7. Precious metals. Often thought of as a classic inflation hedge, the historical results are actually mixed. In some inflationary environments, gold and silver have provided protection, but in others, they haven’t. In fact, their correlation to equities and fixed income is literally close to zero over the long-term, which is a byproduct of their randomness of returns. Technically, they could still be considered useful from a portfolio construction standpoint, but less so than commodities broadly (mostly due to the energy sector). This group—gold in particular—has fared well in investor ‘risk off’ environments, much like long-term treasury bonds. Inflation and ‘risk off’ haven’t tended to be correlated, though, as financial distress tends to be deflationary force on the economy. The strength and weakness of the U.S. dollar also plays a key role in the performance of this segment.

8. Cash (U.S. dollar). This is another mixed bag, interestingly, based on the definition used. Currencies for nations experiencing high relative inflation have tended to depreciate, so cash under a mattress can buy less and less.

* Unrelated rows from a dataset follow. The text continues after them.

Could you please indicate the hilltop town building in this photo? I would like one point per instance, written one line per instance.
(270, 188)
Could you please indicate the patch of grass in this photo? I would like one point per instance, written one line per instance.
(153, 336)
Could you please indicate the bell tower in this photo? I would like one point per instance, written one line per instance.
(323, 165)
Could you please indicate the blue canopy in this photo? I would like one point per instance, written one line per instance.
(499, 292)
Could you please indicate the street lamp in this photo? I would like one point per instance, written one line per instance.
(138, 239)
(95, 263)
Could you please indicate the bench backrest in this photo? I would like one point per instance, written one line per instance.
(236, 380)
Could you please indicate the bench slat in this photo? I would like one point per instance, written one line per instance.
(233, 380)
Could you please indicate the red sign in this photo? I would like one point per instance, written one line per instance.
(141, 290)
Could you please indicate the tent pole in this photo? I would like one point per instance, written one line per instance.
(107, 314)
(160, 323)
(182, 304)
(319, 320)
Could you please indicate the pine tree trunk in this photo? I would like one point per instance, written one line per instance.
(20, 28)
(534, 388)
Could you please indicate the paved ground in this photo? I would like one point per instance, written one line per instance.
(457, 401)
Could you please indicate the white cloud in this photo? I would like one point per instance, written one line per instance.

However, short-term money market assets may benefit as interest rates rise, providing more income and serve as a shelter from volatility in other assets. At the same time, inflation can cause costs to rise at a faster rate than cash can be preserved and grown, so it has still been an eroding asset long-term.

9. Cash (non-dollar). Assuming inflation isn’t a global phenomenon, currencies of countries with more stable/lower inflation should maintain their value better than currencies of less stable/higher inflation countries. (This has been a big reason why certain developed market currencies, such as the Japanese yen and Swiss franc, have been sought out for stability compared to, say, those of emerging markets.) At the same time, higher relative real yields in a country can be attractive to investors, and help bolster demand for a currency. If inflation is global, though, this basic relationship can be cloudy (which could be the case today).